Kapur Vimal 4
Research Summary
AI-generated summary
Honeywell CEO Vimal Kapur Exercises RSUs; 494 Shares Withheld
What Happened
Vimal Kapur, CEO of Honeywell International (HON), had 1,135 restricted stock units (RSUs) convert to common shares on February 11, 2026. To cover tax withholding associated with the vesting/settlement, 494 shares were surrendered at an indicated per-share withholding value of $242.08, totaling $119,588. The conversion/settlement shows a $0 exercise price for the derivative conversion, consistent with RSU settlement rather than a paid option exercise.
Key Details
- Transaction date: February 11, 2026; Form 4 filed February 13, 2026 (timely filing).
- Primary actions: conversion/settlement of 1,135 RSUs (transaction code M) and tax withholding of 494 shares (transaction code F).
- Withholding price/value: 494 shares × $242.08 = $119,588 reported.
- Exercise/conversion price: $0.00 for the derivative conversion entry (typical for RSU settlement).
- Shares owned after transaction: not disclosed in the provided filing data.
- Notable footnotes: RSUs were adjusted for the Oct 30, 2025 Solstice Advanced Materials spin-off (F2); 91 additional RSUs reflect reinvested dividend equivalents (F3); RSUs granted under the 2016 Stock Incentive Plan and vest 33% / 33% / 34% on Feb 11, 2024, 2026, 2028 (F4).

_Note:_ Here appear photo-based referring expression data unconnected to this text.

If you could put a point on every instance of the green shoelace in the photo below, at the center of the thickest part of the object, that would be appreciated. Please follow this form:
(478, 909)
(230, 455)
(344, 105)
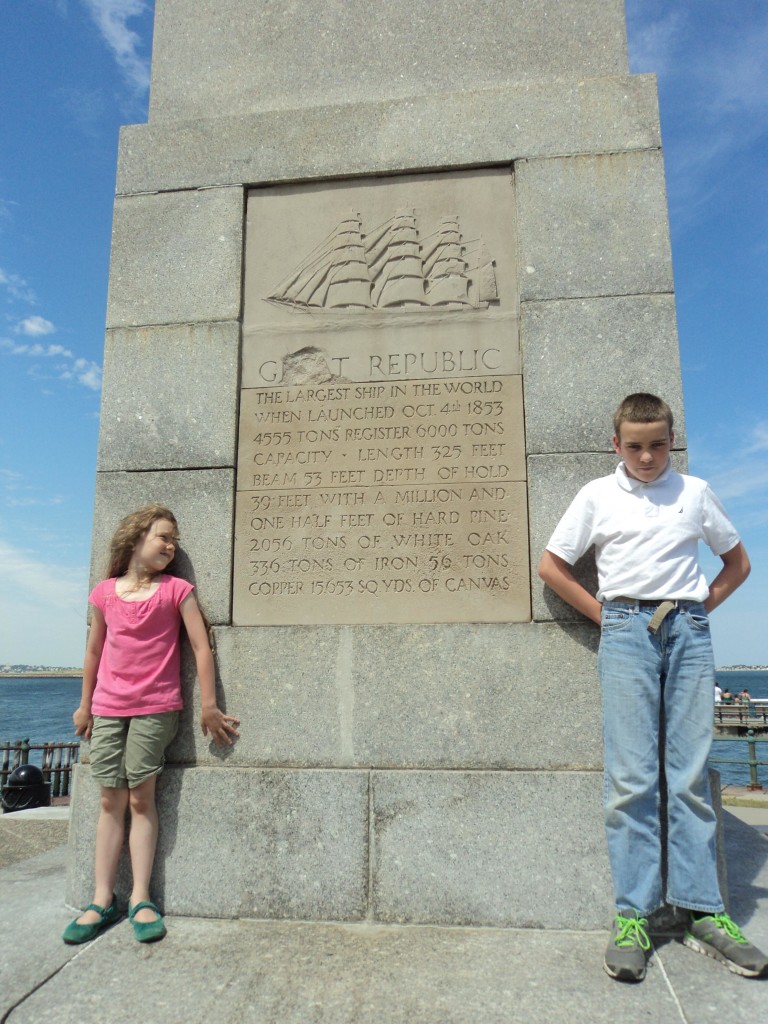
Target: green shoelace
(730, 928)
(632, 932)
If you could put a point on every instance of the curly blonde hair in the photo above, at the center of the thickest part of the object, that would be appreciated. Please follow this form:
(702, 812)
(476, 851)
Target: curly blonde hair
(129, 532)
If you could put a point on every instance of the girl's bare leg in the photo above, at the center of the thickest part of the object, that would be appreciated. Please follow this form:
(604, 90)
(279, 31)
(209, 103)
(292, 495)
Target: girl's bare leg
(110, 836)
(142, 841)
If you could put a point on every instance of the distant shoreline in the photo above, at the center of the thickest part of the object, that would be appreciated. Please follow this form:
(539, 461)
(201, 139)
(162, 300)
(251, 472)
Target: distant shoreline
(51, 674)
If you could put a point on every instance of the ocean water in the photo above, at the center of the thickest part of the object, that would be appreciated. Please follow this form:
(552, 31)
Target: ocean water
(41, 711)
(38, 710)
(731, 774)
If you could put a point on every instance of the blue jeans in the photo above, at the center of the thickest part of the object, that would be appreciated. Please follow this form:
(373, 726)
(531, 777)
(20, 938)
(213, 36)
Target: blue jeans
(643, 676)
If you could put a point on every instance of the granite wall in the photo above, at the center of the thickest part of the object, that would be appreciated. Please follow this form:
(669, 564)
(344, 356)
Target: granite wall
(445, 773)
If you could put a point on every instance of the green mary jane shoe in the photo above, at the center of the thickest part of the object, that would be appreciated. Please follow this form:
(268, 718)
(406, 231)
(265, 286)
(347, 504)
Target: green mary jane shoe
(75, 934)
(148, 931)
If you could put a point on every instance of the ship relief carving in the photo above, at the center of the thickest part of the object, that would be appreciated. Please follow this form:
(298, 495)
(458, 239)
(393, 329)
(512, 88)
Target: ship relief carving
(392, 267)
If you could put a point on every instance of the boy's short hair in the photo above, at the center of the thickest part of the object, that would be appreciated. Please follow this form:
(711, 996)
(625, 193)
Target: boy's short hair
(641, 408)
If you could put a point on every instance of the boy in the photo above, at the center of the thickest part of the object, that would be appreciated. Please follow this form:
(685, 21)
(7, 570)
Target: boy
(645, 522)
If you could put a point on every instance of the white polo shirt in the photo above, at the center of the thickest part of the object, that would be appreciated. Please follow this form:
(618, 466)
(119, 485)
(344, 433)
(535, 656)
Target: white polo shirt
(645, 535)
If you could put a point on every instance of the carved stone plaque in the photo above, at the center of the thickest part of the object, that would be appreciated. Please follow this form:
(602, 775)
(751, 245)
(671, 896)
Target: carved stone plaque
(381, 458)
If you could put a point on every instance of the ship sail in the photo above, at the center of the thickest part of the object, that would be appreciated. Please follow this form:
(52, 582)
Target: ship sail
(481, 268)
(395, 260)
(445, 267)
(392, 267)
(334, 274)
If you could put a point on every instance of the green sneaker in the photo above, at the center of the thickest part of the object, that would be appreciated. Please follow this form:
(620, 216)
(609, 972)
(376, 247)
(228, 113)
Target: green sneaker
(629, 947)
(719, 937)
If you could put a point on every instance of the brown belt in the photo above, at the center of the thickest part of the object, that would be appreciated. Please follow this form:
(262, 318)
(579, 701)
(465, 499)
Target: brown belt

- Nature of transaction: routine vesting/settlement with shares withheld for tax obligations (cashless/net share settlement), not an open-market purchase or discretionary sale.
Context
This filing reflects a standard executive compensation settlement (RSU vesting) with shares withheld to satisfy tax liabilities. Such withholding is routine and does not necessarily signal a directional view by the insider. No open-market sale of additional shares was reported in this transaction beyond the tax-withholding surrender. Purchases or open-market sales by insiders tend to carry more interpretive weight for investors than routine vesting + withholding events.